Do kitchen appliances really *need* IP addresses?
If I figure correctly, there are 256^4 IPv4 addresses.
There are 4.3 billion publically routable addresses.
(China is a subnet: Add one billion. Africa? add another billion.
India? add one more. Axis of EvilTM? add 100 million.)
Below are listed 6/256 addresses, or 2.34%.

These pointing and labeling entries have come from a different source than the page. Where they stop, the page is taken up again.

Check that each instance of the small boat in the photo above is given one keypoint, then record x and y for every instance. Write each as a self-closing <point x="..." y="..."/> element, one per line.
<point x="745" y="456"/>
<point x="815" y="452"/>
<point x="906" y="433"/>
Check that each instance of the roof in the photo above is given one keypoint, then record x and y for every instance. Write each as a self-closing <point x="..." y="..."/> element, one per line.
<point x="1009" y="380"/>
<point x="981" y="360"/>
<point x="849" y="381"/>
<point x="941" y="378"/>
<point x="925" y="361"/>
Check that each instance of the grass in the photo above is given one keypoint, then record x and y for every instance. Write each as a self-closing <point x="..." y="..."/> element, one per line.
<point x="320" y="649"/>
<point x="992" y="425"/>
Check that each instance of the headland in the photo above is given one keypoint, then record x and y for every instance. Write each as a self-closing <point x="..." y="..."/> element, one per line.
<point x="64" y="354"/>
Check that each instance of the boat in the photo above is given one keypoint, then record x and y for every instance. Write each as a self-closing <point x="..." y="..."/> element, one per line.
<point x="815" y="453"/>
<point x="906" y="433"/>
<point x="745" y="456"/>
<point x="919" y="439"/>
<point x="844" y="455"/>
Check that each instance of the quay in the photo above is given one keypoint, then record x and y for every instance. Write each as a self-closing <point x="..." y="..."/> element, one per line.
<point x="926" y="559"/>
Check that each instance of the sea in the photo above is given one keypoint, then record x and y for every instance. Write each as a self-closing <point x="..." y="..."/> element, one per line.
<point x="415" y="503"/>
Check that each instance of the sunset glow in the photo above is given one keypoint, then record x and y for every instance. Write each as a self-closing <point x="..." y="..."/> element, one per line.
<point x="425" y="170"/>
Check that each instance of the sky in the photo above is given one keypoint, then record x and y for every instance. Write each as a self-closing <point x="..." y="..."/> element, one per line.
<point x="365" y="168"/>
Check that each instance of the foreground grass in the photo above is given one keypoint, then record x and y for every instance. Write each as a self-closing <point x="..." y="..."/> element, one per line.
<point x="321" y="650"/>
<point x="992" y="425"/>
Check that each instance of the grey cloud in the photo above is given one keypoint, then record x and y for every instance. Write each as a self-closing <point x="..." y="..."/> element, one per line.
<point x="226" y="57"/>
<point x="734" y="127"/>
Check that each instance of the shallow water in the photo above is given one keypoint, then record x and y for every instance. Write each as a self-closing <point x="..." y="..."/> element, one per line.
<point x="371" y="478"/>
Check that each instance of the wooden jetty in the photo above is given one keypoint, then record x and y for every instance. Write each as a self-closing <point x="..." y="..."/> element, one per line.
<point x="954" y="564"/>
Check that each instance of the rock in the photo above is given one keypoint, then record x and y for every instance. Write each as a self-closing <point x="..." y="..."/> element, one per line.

Now, if we got another 18 on this list, then we'd be cooking.
Where did you get it?
Is this the next Y2K scam???
> Block Date Registry - Purpose
> ----- ------ ------------------
> 003/8 May 94 General Electric Company
> GE restricts 3.0.0.0/8 to *INTERNAL USE ONLY*. They use *OTHER
> ADDRESS SPACE* for their internet-facing servers. WTF is this ?
>
> 009/8 Aug 92 IBM
> Why does IBM need 16 million publicly routable addresses ?
>
> 013/8 Sep 91 Xerox Corporation
> Have you ever seen any email from this address space ?
>
> 015/8 Jul 94 Hewlett-Packard Company
> 016/8 Nov 94 Digital Equipment Corporation
> DEC was bought by Compaq, which was bought by HP. So HP now has
> *THIRTY-TWO MILLION CONSECUTIVE, PUBLICLY ROUTABLE ADDRESSES*!!! WTF do
> they need them for ?
>
> 017/8 Jul 92 Apple Computer Inc.
> Why ???
>
> All of the above companies would just *LOVE* to see IPV6 rammed down
> the throats of unwilling ISPs and customers.